I have several problems with this. The first is that there is no such thing as a "typical edition" in the Byzantine Tradition. Within the rite, there are literally dozens of individual usages, within Churches, withiin eparchies and dioceses, and even within parishes. As the Liturgy is the property of the people, who hold it in trust for God, it is a living, dynamic organism that reflects the true genius of the people who celebrate it. Moreover, it has to be understood that the Byzantine Liturgy follows a monastic ordo (it would require twenty five separate books and about three hours to celebrate a Sunday Divine Liturgy in its fullness). This normative monastic form is redacted for cathedral and parochial usage according to local custom. Put bluntly, Tradition sets the MINIMUM that MUST be done on a given day, but the new translation, by OMITTING most of the optional material and then MANDATING the use of ONLY THAT TRANSLATION, have effectively defined the MAXIMUM that may be done in any parish. Want to sing all the antiphon verses? Sorry. Include all the little litanies? Out of luck! Include the "Grant it" petitions after Communion? No way! Thus, the new translation dumbs down the Liturgy and causes a spiritual atrophy among the faithful, who will never be able to learn about these wonderful parts of our worship.
And, to add insult to injury, this liturgical commission, which was originally tasked only to make a full and accurate translation of the Ruthenian Recension published in Rome in the 1940s (widely regarded as one of the best examples of liturgical scholarship of its time, and widely used even by Orthodox scholars and Churches) have turned away from the Slavonic text and are using the Greek text for their source material. When one understands that the Ruthenian recension is a pre-Nikonian usage much older than the current Greek texts, one wonders what they were thinking. Some people who reviewed the earlier drafts of the translation, as well as the current version, believe that the translators just didn't have the facility in Slavonic to do the job, so turned to Greek, where there are far more published glossaries and other study aids.
Thus, in one stroke, our God-loving bishops have managed to repeat both the errors of Vatican II and the errors of the Nikonian Reform. I take it as proof positive that Darwin had to be wrong.
If our God-loving bishops and their cohorts succeed, the new liturgy will make it impossible for the Ruthanian Church to cooperate with any Orthodox Church, not even (perhaps I should say, especially) the Carpatho-Rusyn Orthodox Church, and even with other Greek Catholic Churches--the Ukrainians, Romanians and Melkites.
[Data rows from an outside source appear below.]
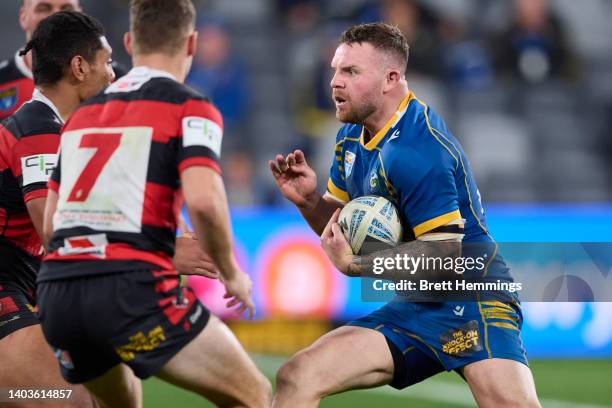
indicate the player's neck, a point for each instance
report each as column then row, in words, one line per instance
column 377, row 120
column 162, row 62
column 27, row 60
column 64, row 97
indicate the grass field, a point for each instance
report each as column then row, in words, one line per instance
column 560, row 384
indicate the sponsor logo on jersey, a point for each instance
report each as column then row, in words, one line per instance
column 37, row 168
column 374, row 183
column 64, row 359
column 202, row 132
column 94, row 245
column 463, row 341
column 8, row 98
column 141, row 342
column 349, row 162
column 395, row 135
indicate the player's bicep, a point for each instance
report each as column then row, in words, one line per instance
column 203, row 190
column 429, row 199
column 49, row 211
column 452, row 231
column 36, row 210
column 34, row 158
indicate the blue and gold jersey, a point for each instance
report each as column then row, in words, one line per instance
column 415, row 162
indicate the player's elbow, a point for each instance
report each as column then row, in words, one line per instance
column 206, row 206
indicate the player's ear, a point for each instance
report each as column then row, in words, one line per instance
column 127, row 43
column 23, row 17
column 79, row 67
column 392, row 79
column 192, row 43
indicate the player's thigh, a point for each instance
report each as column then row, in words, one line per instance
column 118, row 387
column 28, row 362
column 215, row 365
column 501, row 383
column 348, row 357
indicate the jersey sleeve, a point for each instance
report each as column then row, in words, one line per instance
column 201, row 135
column 56, row 176
column 33, row 160
column 426, row 190
column 336, row 184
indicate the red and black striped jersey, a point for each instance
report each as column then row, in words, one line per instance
column 29, row 140
column 16, row 85
column 121, row 156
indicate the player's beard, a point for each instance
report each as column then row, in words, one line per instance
column 356, row 114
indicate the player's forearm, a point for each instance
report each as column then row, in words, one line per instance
column 363, row 265
column 318, row 212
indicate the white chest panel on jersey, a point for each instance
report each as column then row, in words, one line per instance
column 103, row 178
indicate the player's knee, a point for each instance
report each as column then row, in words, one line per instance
column 264, row 392
column 514, row 400
column 287, row 376
column 299, row 375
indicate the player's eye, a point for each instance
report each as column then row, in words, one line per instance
column 43, row 8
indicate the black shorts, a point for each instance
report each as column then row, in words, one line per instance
column 140, row 318
column 17, row 306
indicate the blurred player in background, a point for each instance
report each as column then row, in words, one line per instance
column 393, row 145
column 16, row 81
column 71, row 62
column 110, row 301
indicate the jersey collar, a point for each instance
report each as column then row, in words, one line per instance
column 401, row 109
column 21, row 66
column 38, row 96
column 143, row 71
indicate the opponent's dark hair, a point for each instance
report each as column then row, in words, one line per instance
column 58, row 39
column 160, row 26
column 382, row 36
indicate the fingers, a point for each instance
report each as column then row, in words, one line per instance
column 211, row 274
column 281, row 163
column 337, row 231
column 299, row 157
column 327, row 232
column 275, row 171
column 244, row 305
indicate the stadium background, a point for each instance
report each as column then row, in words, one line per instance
column 533, row 112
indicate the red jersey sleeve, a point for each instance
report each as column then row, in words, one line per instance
column 201, row 135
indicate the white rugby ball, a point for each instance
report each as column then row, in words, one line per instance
column 370, row 219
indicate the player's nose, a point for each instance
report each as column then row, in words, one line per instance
column 336, row 82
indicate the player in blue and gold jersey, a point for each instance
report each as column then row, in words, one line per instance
column 393, row 145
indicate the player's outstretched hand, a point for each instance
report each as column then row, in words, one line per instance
column 296, row 180
column 335, row 245
column 189, row 259
column 238, row 291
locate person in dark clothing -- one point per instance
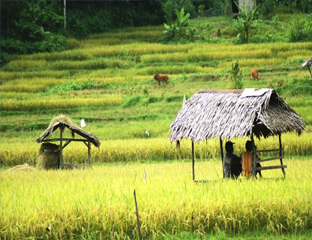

The Ruthenians thus would be neither fish nor fowl, but would remain something apart, the "tertium quid", and the small (and ever shrinking) circle of Ruthenian priests will be free to be big fish in a very small pond, third rate academics playing around with something that is rightly the patrimony of the entire People of God.
I was going to write to Tony Esolen privately about this, since he is well atuned to the problems endemic in the Latin Church, but since this is out in the open, I wonder if he might not consider a separate thread for it. Perhaps we could call it, "When Bad Liturgy Happens to Good Churches"?
Posted by: Stuart Koehl | Apr 15, 2007 3:40:37 PM
>>>For meself, it doesn't seem to be the ugly, gratuitous kind of "inclusiveness" I usually despise. From what I understand of the Greek, it seems to be more in the spirit of the original.
How 'bout you?<<<
1. We're not Greeks, we're Slavs. We have a beautiful, pre-Nikonian Slavonic recension that calls out for a beautiful English translation.
2. We don't speak Greek, we speak English, and English does not have inclusive pronouns, nor does it have a neuter word for the collective of humanity.
3. If you can say "He is gracious and loves us all" without gagging, you have a stronger stomach than I do."